Les variations du sens du terme
C’est ce que nous rappelle immédiatement l’analogie entre la tripartition des spectateurs de cinéma – occasionnels, réguliers, assidus – qu’opèrent les enquêtes du Centre national du cinéma pour expertiser l’état de la consommation cinématographique et la distinction entre le simple curieux, celui qui a l’habitude de pratiquer un art (l’amateur), celui qui sait mesurer la qualité de ses produits (le connaisseur).

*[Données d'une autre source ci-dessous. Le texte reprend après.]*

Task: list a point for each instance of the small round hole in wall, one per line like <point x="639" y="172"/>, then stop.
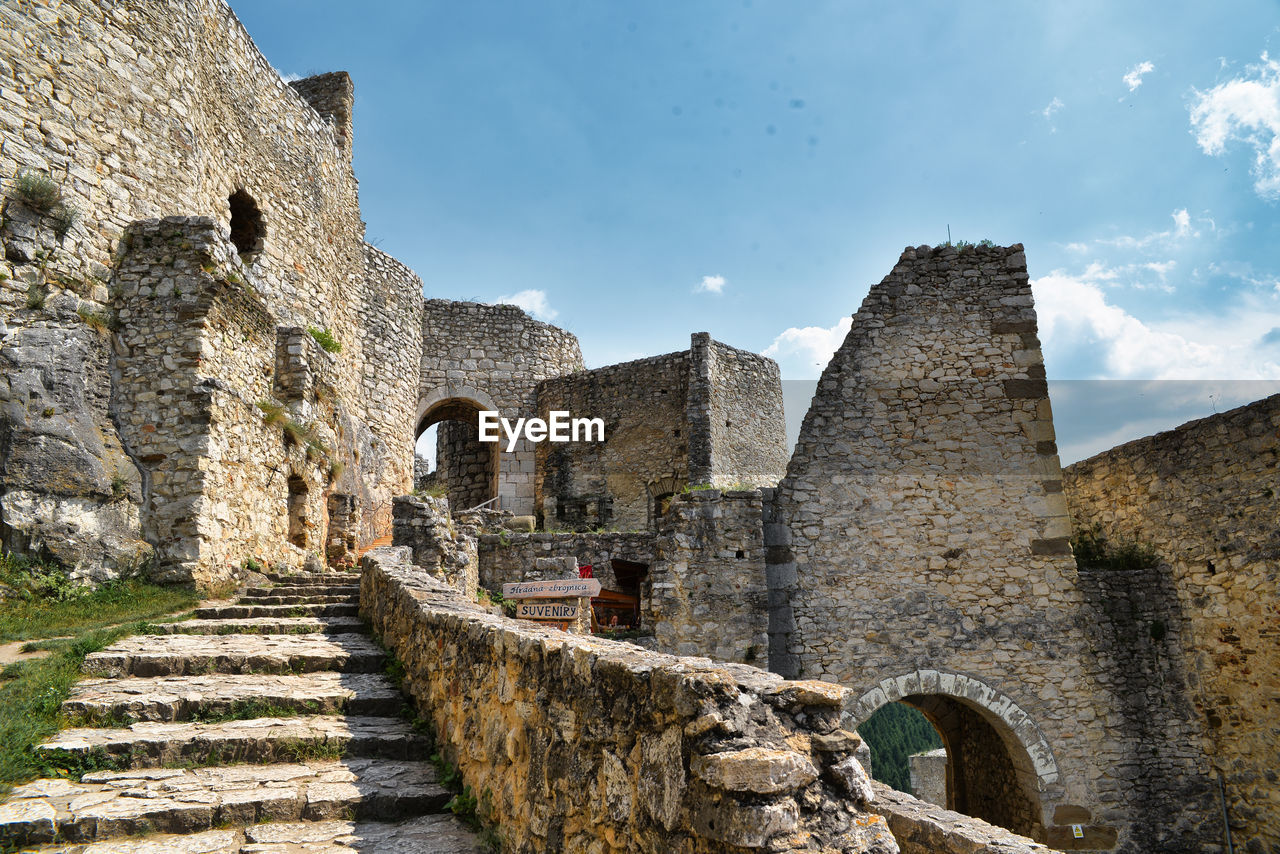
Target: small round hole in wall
<point x="247" y="229"/>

Si le qualificatif peut servir, conformément à l’étymologie et à l’histoire, à caractériser toute forme d’attachement d’une personne à un objet pour le plaisir qu’il procure, son extension se restreint significativement lorsqu’il devient une catégorisation sociale, une manière d’identifier un collectif répondant à une visée pratique. Des variations du sens de son emploi, positif ou négatif selon les cas, seront alors observables. Utilisée sans complément d’objet, l’appellation amateur s’applique aujourd’hui prioritairement au praticien régulier d’une activité sportive ou au consommateur confirmé d’un certain type de production artistique. Au-delà du simple attachement à l’objet, c’est l’intérêt porté au savoir-faire dont il est la réalisation qu’exprime alors l’appellation.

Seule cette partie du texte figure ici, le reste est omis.